Second, advanced grid technologies can help integrate variable renewable generation, facilitating high levels of deployment of these non-emitting sources while enhancing their contribution to operating reliability and resource adequacy. For example, Solana Generating Station, a 288 MW concentrating solar facility in Arizona, uses on-site thermal storage to supply power 24 hours a day. Technologies such as demand response, energy storage, advanced metering infrastructure, distribution automation, microgrids, and smart grid management technologies can not only make renewable energy but provide protection against resource shortfalls at times of peak demand and all sorts of operating issues that threaten grid reliability.

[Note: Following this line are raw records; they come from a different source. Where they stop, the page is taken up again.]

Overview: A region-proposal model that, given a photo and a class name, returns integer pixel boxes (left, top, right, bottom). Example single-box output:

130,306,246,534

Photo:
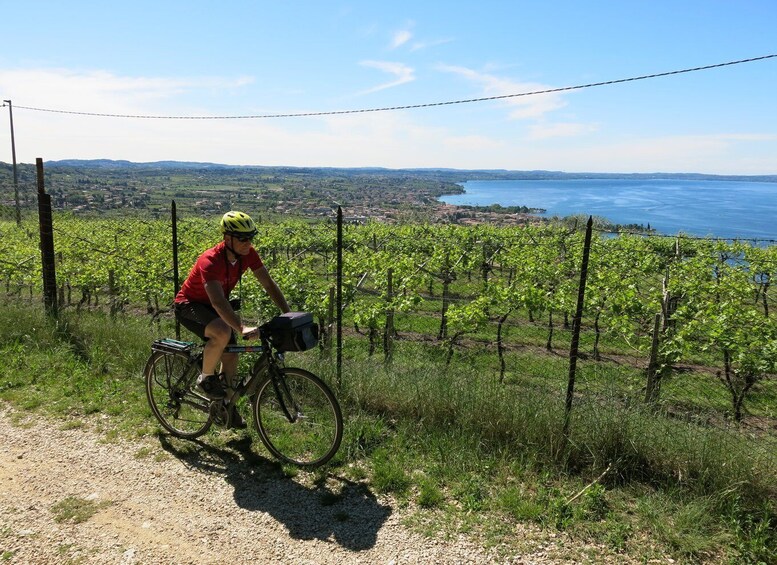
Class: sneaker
229,406,247,430
196,373,226,400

Barriers to competition in reliability services
While advanced energy can contribute to grid reliability, existing wholesale market rules and traditional reliability planning tend to favor incumbent technologies. FERC, which oversees the reliability of the entire transmission grid and some parts of the distribution network, delegates its responsibility to maintain reliability in part to Regional Transmission Organizations (RTOs) and Independent System Operators (ISOs), which implement reliability standards and procedures approved by FERC.
FERC itself is aware that there are cost-effective alternatives to transmission investments and that “more investment in transmission is not necessarily better in all cases.” Rather, “some transmission issues can be addressed using alternatives to transmission investments, such as generation or demand-side resources, while other issues can only be addressed with transmission investment.” FERC also knows that transmission spending is on the rise in every region of the country. Yet when RTOs/ISOs address reliability issues, the default solution is to provide supplemental payments to incumbent transmission or generation operators rather than pursue these cost-effective alternatives. Under FERC Order No. 1000, RTOs are required to consider non-transmission alternatives (NTAs), including demand-side resources, before spending money on transmission upgrades.

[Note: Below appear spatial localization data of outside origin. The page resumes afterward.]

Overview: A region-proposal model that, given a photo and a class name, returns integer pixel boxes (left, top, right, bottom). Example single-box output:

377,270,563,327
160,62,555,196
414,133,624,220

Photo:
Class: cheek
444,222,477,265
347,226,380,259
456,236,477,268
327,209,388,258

However, this requirement has failed to open a market for advanced transmission technologies and NTAs to provide reliability services. This is due to a number of factors, including a lack of transparency in the RTO planning process, a lack of stakeholder participation, and outdated valuation and analysis of NTA contributions to reliability.
Looking to FERC
Advanced energy can provide cost-effective reliability solutions in conjunction with or in place of traditional T&D investments. In recent comments submitted to FERC, AEE suggested that RTOs/ISOs, with FERC guidance and approval, should allow advanced energy technologies to compete on equal terms with incumbent transmission and generation operators to provide solutions. Open competition would be in line with the intent of the NTA requirement in Order No. 1000; it would drive costs down and bolster the reliability of the grid. Current reliability practices at RTOs/ISOs are not doing enough to encourage alternatives to T&D spending as a way to ensure reliability. FERC should take the opportunity to create a competitive market for reliability solutions - and watch advanced energy rise to the challenge of always-on power for American consumers and businesses.